Adolfo Sánchez Rebolledo
¿Oligarquía o democracia?
En el fondo de la crisis actual está la incapacidad de los partidos y el gobierno para reformar el sistema político mexicano, incluyendo el código electoral. El presidente Fox tuvo la gran oportunidad de transformar los restos del viejo presidencialismo en un parlamentarismo incipiente, funcional, pero creyó que, dada la legitimidad de su gobierno -el famoso "bono democrático"-, le bastaría apelar al pueblo para gobernar, desestimando en primera instancia a los partidos e incluso a las instituciones prexistentes. Al final, sin brújula en el cuarto de mando, la nueva era anunciada por el foxismo se redujo a revitalizar la antigua coalición del poder político con los grupos oligárquicos, cuya influencia se vio multiplicada por la función directamente política de los medios electrónicos.

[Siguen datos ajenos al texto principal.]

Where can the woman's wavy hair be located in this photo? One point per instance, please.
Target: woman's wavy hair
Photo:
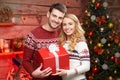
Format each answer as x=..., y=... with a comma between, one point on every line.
x=76, y=36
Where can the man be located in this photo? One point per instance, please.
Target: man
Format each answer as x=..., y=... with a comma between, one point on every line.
x=42, y=37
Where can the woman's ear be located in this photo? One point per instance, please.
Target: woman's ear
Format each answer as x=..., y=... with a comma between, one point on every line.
x=48, y=14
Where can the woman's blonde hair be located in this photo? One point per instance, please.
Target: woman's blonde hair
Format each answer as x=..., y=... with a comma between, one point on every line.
x=76, y=36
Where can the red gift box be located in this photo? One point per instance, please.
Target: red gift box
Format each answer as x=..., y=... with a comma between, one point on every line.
x=60, y=60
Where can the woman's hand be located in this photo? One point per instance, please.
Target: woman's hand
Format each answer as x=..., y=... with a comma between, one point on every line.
x=38, y=73
x=61, y=72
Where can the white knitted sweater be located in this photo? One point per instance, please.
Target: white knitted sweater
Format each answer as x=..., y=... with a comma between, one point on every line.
x=79, y=61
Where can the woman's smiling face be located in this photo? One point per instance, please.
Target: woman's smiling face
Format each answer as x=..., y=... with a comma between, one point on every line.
x=68, y=26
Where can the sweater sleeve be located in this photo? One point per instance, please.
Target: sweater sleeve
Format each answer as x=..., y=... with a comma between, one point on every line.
x=27, y=55
x=84, y=58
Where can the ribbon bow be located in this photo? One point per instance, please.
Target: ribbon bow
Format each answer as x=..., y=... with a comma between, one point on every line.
x=53, y=48
x=101, y=20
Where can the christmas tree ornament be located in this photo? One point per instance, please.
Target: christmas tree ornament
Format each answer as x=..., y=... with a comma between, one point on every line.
x=99, y=44
x=95, y=69
x=112, y=58
x=93, y=18
x=93, y=1
x=115, y=71
x=105, y=66
x=90, y=34
x=101, y=29
x=110, y=78
x=110, y=25
x=97, y=5
x=105, y=4
x=103, y=40
x=109, y=44
x=117, y=55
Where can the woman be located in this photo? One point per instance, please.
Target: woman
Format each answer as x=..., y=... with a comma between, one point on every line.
x=73, y=40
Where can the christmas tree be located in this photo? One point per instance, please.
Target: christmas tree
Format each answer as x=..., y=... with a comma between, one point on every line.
x=103, y=42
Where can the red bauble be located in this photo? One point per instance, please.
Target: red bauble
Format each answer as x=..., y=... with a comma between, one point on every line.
x=90, y=33
x=90, y=78
x=97, y=5
x=112, y=58
x=95, y=69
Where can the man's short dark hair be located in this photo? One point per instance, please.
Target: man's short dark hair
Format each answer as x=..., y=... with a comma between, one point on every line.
x=58, y=6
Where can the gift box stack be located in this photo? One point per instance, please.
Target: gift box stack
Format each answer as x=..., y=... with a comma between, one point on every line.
x=55, y=57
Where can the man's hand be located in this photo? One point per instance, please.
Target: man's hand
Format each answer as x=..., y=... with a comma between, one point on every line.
x=38, y=73
x=61, y=72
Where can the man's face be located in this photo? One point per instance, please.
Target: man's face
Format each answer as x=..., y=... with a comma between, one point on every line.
x=55, y=18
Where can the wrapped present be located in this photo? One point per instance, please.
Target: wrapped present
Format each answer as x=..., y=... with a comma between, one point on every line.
x=55, y=57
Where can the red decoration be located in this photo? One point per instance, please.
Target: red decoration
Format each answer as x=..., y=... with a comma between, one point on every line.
x=47, y=58
x=112, y=58
x=117, y=60
x=90, y=78
x=90, y=33
x=101, y=20
x=97, y=5
x=95, y=69
x=98, y=50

Paradójicamente, la alternancia canceló el curso de las reformas democráticas que ya estaban maduras en el plano electoral: ni se redujeron las estratósfericas cifras del financiamiento a los partidos ni se detuvo la sangría de recursos hacia las enormemente costosas y muy largas campañas. No se extrajeron las lecciones de los casos aberrantes del Pemexgate y los Amigos de Fox y, pese a dichas experiencias, se asentó un modelo de competencia electoral donde se sacrifica la oferta política a la mercadotecnia de suyo simplificadora. La reforma política que parecía posible al comienzo del foxismo se esfumó así en aras de un presidencialismo devaluado ante un Congreso partido en fracciones excluyentes. Lo peor fue la indecorosa intervención del Presidente de la República para acomodar las fichas de la sucesión mucho antes de las elecciones. El asunto del desafuero quebró las reglas del juego aceptadas por todas las fuerzas desde 1996 por lo menos, y marcó el destino de las elecciones de 2006.
Así pues, la reiterada participación de Vicente Fox en auxilio del candidato de la derecha, junto con la descarada inversión privada en los medios para atacar a López Obrador, son verdaderos retrocesos históricos que no se pueden disimular. Sin embargo, a diferencia de otras épocas, esta enorme manipulación ocurre bajo el manto de la democracia y, en ocasiones, con el encubrimiento o la complicidad de quienes por ley han de velar por la limpieza del proceso. Amparadas en el lenguaje liberal democrático se hacen pasar de contrabando las peores tradiciones políticas nacionales, el desprecio por el Otro, el clasismo del poder y los poderosos, en fin, la noción oligárquica del país que subyace en buena parte de nuestras elites. ¿Puede extrañar la irritación del lopezobradorismo?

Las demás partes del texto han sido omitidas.